De hecho, no era tan tarde; cuando Carmine regresó a las diez en punto se encontró con que Desdemona había preparado sándwiches y una tetera; la mayor parte de los canapés de la fiesta habían vuelto intactos a su lugar de procedencia.

—No me había llevado un susto semejante en mi vida —dijo Desdemona, que acercó a Carmine otro sándwich de ensalada de huevo al curry.

—Ni yo —convino Carmine—. Ni siquiera cuatro años de guerra mundial y todos los horrores que pueden cometer los soldados me habían preparado para eso. Millie es sangre de mi sangre. ¿Qué fue exactamente lo que hizo Jim para que perdiera los estribos? Porque eso es lo que ha pasado esta noche: Millie estaba tan tensa que no ha podido aguantar más y ha saltado.

—Lo sabes tan bien como yo, Carmine. Fue el bebé de Davina en combinación con la pérdida del suyo propio. Vete a la cama, estás agotado.

—Pero ¿engendró Jim a Alexis? —preguntó Carmine, haciendo caso omiso de sus instrucciones—. Davina no se comporta como si lo hubiera hecho, y tengo entendido que llevaba años comentando a los cuatro vientos lo de la sangre negra en su familia; desde luego mucho antes de llegar Jim Hunter. A mí me parece que se estaba preparando de antemano para la posibilidad de que tuviera un niño negro, lo que respalda la veracidad de su historia de la sangre negra. Por otra parte, es posible que los antecedentes negroides fueran reales, y que también tuviera un idilio con Jim. Es una mujer con tendencia a trazar planes.

—Y nunca conoceremos la verdad —dijo Desdemona—, porque la historia de la familia Savovich quedó detrás del Telón de Acero.

Carmine recogió la cocina.

—Algún día —dijo, a la vez que se secaba las manos con un trapo— habrá una prueba de paternidad infalible. Algo irrefutable. Es una pena que no dispongamos ahora de ella.

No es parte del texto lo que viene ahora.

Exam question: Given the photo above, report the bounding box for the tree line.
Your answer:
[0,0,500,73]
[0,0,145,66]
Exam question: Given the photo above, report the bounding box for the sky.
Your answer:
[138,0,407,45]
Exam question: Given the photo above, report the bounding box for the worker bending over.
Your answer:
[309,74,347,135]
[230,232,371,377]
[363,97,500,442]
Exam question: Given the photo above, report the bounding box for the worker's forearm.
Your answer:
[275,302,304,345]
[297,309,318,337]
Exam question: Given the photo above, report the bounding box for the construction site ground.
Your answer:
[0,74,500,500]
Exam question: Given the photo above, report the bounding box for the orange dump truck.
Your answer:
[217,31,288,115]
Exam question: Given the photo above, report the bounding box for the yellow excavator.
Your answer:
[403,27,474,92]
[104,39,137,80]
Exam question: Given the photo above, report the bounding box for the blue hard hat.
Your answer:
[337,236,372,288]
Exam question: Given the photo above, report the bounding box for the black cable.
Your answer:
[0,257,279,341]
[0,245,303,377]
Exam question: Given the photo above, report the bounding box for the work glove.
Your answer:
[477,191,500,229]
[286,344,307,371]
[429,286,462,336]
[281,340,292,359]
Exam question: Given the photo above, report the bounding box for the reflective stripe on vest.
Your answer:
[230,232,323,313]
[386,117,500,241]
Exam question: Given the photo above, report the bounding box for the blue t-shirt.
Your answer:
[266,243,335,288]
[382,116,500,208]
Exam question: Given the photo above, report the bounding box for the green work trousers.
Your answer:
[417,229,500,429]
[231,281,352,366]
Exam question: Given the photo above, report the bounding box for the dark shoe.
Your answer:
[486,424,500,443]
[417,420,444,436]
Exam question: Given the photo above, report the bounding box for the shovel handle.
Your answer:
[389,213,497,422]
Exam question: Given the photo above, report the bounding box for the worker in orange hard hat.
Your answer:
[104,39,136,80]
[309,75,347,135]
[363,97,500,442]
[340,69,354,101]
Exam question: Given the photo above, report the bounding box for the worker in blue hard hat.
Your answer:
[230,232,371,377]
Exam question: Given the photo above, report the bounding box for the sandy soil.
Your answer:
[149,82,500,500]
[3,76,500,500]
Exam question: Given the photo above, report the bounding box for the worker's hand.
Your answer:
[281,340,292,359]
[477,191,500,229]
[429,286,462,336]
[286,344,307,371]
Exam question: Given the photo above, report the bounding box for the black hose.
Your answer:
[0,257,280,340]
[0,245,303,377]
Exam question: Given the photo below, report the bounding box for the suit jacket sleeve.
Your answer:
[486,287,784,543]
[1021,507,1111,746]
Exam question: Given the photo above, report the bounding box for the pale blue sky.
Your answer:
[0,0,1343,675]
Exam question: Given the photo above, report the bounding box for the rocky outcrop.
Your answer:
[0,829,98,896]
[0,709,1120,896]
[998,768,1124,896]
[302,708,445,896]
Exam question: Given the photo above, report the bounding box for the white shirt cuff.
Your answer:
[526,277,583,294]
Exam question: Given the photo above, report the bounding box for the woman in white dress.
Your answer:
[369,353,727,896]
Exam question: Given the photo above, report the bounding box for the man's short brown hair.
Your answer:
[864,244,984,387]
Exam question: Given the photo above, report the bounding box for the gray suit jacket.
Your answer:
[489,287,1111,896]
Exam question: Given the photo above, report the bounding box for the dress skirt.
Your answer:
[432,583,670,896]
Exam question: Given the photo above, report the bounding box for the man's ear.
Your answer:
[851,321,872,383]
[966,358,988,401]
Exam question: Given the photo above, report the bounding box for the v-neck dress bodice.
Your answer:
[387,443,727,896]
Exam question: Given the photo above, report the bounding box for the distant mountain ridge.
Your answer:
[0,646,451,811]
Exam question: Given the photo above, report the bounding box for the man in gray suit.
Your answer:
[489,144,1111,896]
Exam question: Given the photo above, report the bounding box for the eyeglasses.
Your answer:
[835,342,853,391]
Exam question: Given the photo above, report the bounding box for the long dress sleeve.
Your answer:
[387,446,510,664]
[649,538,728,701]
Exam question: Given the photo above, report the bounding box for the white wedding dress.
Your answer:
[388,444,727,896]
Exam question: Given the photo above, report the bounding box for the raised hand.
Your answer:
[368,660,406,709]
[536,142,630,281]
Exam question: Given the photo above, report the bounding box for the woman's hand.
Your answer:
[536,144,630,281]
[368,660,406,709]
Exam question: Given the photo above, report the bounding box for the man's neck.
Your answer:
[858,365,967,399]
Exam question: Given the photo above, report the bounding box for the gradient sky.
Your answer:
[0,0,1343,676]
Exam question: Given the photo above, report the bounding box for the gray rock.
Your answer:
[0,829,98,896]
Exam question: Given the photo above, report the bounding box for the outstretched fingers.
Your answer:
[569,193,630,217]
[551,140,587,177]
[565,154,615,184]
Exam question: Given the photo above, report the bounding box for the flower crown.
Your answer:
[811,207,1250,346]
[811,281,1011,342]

—No, una bendición —repuso Desdemona—. Si Alexis no es de Jim, piensa cómo se sentiría Millie. Más vale que no lo sepa. La leche, en la forma de la sangre de Jim, ya se ha derramado, y por suerte se trataba de un asesino múltiple.

—Lo que implica que matar a un hombre o una mujer que es por naturaleza un asesino constituye una forma más leve de asesinato.

—Bueno, ¿no lo es? —saltó Desdemona—. ¡Carmine! Lo ha matado estando mentalmente incapacitada.